Canada’s lengthy mine development process is putting billions of dollars in potential critical minerals investment at risk as competing jurisdictions move projects into production years faster, a new study suggests.
Canada takes about 20 years to permit and build a mine compared with 14 years in Australia, according to S&P Global Market Intelligence data cited in PwC Canada’s Mine 2026 report.
Geology alone is no longer enough to secure investment, with policy, permitting, capital and processing capacity increasingly determining which countries capture the most value from the global critical minerals supply chain, the study argues.
“Canada has world-class geology, but projects still have to move through a complex system of federal and provincial assessments and permitting requirements, as well as navigating infrastructure constraints and community engagement processes,” Monica Banting, PwC Canada’s national mining leader, told MINING.COM. “That complexity creates uncertainty around timelines and costs, which makes it harder for investors to commit capital.”
Projects also face financing challenges because of Canada’s relatively high-cost operating environment and the time required to secure social licence, which Banting described as essential to project success alongside regulatory approvals.
Countries with abundant mineral resources can still leave value on the table if projects fail to secure timely permits, adequate financing and access to processing infrastructure, PwC says.
Next phase
The report argues the next phase of the critical minerals race will be decided not only by geology, but by governments’ ability to move projects efficiently from discovery to production while attracting private capital.
It points to Canada’s efforts to strengthen its position through its Critical Minerals Strategy, investment funds, infrastructure spending and international partnerships.

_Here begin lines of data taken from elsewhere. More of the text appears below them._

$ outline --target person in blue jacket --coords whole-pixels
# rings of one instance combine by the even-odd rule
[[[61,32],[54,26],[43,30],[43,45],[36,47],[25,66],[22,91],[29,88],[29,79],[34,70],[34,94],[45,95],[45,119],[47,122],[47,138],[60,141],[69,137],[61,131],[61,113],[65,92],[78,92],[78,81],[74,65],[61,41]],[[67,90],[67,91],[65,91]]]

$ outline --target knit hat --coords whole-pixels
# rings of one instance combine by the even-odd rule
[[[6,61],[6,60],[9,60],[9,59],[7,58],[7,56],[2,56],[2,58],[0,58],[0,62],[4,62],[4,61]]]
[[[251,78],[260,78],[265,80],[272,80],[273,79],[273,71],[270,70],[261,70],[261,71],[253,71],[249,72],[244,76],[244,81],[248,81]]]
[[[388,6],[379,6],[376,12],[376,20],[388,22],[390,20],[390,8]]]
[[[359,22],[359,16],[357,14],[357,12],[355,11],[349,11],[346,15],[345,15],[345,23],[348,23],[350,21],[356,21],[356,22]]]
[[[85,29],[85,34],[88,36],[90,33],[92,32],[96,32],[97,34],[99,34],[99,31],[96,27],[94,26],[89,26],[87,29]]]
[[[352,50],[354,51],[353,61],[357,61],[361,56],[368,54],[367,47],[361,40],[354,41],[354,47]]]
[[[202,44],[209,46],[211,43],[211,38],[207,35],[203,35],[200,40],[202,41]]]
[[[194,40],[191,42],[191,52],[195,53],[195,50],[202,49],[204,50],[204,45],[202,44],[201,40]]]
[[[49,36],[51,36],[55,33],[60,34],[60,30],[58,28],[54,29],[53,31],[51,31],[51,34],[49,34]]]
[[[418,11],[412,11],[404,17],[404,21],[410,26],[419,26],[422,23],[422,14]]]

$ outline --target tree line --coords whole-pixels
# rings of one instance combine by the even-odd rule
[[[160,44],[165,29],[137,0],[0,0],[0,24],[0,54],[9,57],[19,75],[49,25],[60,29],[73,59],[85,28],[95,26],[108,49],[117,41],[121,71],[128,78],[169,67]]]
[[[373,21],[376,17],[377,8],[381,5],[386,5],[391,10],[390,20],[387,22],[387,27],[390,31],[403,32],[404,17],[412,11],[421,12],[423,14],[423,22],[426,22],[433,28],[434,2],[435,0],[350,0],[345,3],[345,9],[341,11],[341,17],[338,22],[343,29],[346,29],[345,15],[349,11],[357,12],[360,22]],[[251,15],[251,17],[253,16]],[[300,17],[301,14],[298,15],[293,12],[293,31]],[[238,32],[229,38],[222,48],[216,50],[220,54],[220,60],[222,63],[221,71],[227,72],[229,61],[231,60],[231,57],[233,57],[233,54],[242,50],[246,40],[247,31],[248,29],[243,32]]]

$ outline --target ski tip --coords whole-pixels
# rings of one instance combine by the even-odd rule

Five mining projects have been designated nationally significant through the Major Projects Office, representing more than $11.6 billion in estimated capital investment.
Between 2022 and 2024, domestic production of nine critical minerals increased 10%, according to the federal government.
Canada should focus on making project approvals more predictable without weakening environmental or social standards, Banting said.
“The most impactful reforms would improve predictability while maintaining confidence that Canada’s high standards are not being weakened,” she said. “That means better federal-provincial coordination, reducing duplication between review processes, setting clear and time-bound decision deadlines, and giving proponents a single point of contact through a concierge-style model.”
Digital permitting tools could improve transparency and automate routine compliance, Banting also said. Indigenous communities should be engaged as long-term economic partners through clearer consultation, benefit agreements, procurement opportunities, revenue sharing and equity participation where appropriate, she added.
Geology still matters
Although permitting has become a major competitive factor, countries still need both resource endowment and effective policy to succeed, Banting said.
“Geology still matters. You cannot become a trusted supplier of critical minerals without the resources in the ground,” she said. “Geology and well-functioning regulatory and permitting systems are each necessary, but not sufficient conditions for developing a successful mining sector.”
Investors increasingly favour jurisdictions that combine high-quality deposits with a clear development pathway, supportive public policy and coordinated infrastructure planning, Banting said. Countries that also control mineral processing capture a greater share of the value chain from mine to market.
The stakes extend well beyond the mining sector, according to PwC. Governments around the world are racing to secure supplies of critical minerals needed for electric vehicles, renewable energy, defence technologies and advanced manufacturing, making permitting speed and investment certainty strategic advantages rather than administrative issues.
Canada has only a limited window to strengthen its position, Banting warned.
“Critical minerals are an important strength as Canada faces a changing world order and the impacts of geopolitical fragmentation,” she said. “If we cannot move from mining ambition to action, fewer Canadian projects will reach commercial production, resulting in fewer jobs created, less regional infrastructure development and less opportunity to capture value beyond extraction, including processing and value-added supply chain activity.”